One reason constitutional rights are made inviolate is because judges have been known to violate them. If passed, a California law will be invalidated due to this principle.
Cali is considering giving judges to power to take away a person’s guns based on something less than evidence. Known as AB1014 and the Ex Parte Gun Violence Restraining Order bill, the law would empower a judge to revoke the Second Amendment if a person is claimed to be a danger to himself or others. This is one of several knee-jerking reactions to the recent Santa Barbara slashing/shooting/driving homicides homicides. The idea is that is a friend, family member, neighbor or perfect stranger claims you are armed and nuts, the government can take away your firearms.
Lack of real evidence is the issue.
The law as currently written requires a judge to consider squishy evidence such as written or oral statements by “any witness the petitioner may produce.” The judge doesn’t have to demand testimony however – just the petition to have guns removed is enough. If your estranged husband wants to break into your house and beat you to death, all he has to do is petition the judge and claim you have been making, or have a history of psychotic or violent behavior. Disarmed, he then has his way with you.

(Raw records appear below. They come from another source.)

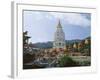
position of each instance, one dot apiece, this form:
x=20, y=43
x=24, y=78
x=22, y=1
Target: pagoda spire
x=59, y=24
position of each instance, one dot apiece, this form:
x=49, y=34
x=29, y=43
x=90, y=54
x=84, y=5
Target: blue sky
x=41, y=25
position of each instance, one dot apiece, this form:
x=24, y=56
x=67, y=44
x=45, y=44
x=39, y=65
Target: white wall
x=5, y=41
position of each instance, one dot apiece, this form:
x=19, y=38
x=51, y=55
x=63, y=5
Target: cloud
x=73, y=18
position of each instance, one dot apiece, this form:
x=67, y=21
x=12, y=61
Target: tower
x=59, y=38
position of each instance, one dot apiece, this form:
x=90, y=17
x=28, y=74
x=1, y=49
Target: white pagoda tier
x=59, y=38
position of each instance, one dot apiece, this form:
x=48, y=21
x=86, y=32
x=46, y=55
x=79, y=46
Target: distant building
x=59, y=38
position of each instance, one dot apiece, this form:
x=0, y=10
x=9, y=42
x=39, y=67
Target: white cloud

Some forms of squishy evidence allowed by this inept legislation includes:
- “A recent threat of violence or act of violence by the subject of the petition directed toward another.” I once got a restraining order on my ex-wife for tossing a cup of coffee on me (just the java, not the cup). That was an act of violence, but one so minor it was barely enough to get an emergency restraining order.
- “A recent threat of violence or act of violence by the subject of the petition directed toward himself or herself.” Have you ever heard of an overwrought mother worried her temporarily depressed kid might do themselves harm? Happens daily, and now would be grounds for eliminating the kids preferred mode of self-defense.
- “A violation of an unexpired emergency protective order.” See above. If my wife had tossed another cup of Joe at me, that would have been grounds for disarmament.
- “The reckless use, display, or brandishing of a firearm by the subject of the petition.” Oddly, reckless is not defined. Had my ex swung a hammer at my head instead, and I pulled a gun, would I have been reckless? A biased judge might think so.
- “Any prior arrest of the subject of the petition for a felony offense.” Does a felony check kitting charge count? Why did they omit “violent felony”?
- “Evidence of recent or ongoing abuse of controlled substances or alcohol.” Again, this could be the evidence of unprovable testimony (“I saw the preacher popping heroin your Honor!”)
There is more … oh so much more. The bottom line is that this bill doesn’t address the problem (dangerous kooks who may want to kill people) in a way that assures it doesn’t abridge a right, or is abused by people with grudges, or that it won’t force them to find other ways (like the knives and automobiles used in Santa Barbara).
The good news is that even the anti-gun crowd is looking seriously at mental health as the key issue. Now they just need to get mentally healthy enough to write a good law.